Opinion: Equitable sharing of assets is key to succession planning

“Fair does not necessarily mean equal” is an expression I use frequently when discussing succession.

Since the value of a farm is usually intrinsically tied to the assets needed to run the business, any attempt to free up capital by selling assets (in practice, often land) undermines the business.

See also: George Eustice’s take on the flat rate exit scheme for farmers

About the Author

Mark Weaver is Managing Director of Rural Business Consulting CLM and a succession consultant.

Here he considers different ways of dividing up an agricultural estate.

So a desire to pass on equal sums to all of its children – laudable as it is in principle – can end up destroying the commercial viability of the very business you also want to pass on intact.

Succession planning is a hot topic after Defra announced its lump-sum exit scheme, but it will always be one of the most important tasks you will face as a farmer.

Once you accept that it’s rarely possible to share your inheritance equally among successors, planning can become easier.

Buildings – whether habitable houses and cottages, commercial premises or agricultural buildings with the potential for transformation – can sometimes provide a solution.

They can potentially be divested, giving a next generation member who does not want to be involved with the farm or estate an asset that can increase in value, and which, if rented out, could even generate a higher income. raised. than the farm itself.

Another way I’ve seen “protected” businesses is that parents split ownership equally among multiple siblings.

All derive equal shares from the business, unless employed in it, in which case they are paid industry rates, or occupy property, in which case they pay market rent at the company.

Directors make decisions based on majority voting and all receive dividends. In fact, it is a profit sharing agreement.

There’s a noticeable downside to this, though: you’re linking siblings who don’t necessarily want to be linked together.

Financial clarity is important, however. Whether it’s the value of a barn with planning permission or the income generated by a boarding house, the succession process is much smoother if everyone is clear on values, income, costs and income.
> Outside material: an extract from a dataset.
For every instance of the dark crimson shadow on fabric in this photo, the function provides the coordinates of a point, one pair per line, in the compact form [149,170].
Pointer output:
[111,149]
Families need to be open and honest about financial and emotional matters.

As Defra Secretary George Eustice pointed out in a recent opinion piece, “Often the intergenerational conversations about these sensitive issues are too difficult to have.”

But the sooner you start, the better. This can be a good time when your potential successors are in their late 20s or 30s, as they may know well what they want to do at this stage, but hopefully there are still plenty of time to make the desired and necessary changes.

Succession is not really a question of death. It’s about securing a long-term future for those you love.

This is to avoid family fallout. It’s about providing your children with clarity and a roadmap – so they have one less thing to think about as they deal with grief.

It’s a lot less difficult to do if you start the conversation early, revisit it constantly, and keep in mind the adage that fair doesn’t always mean equal.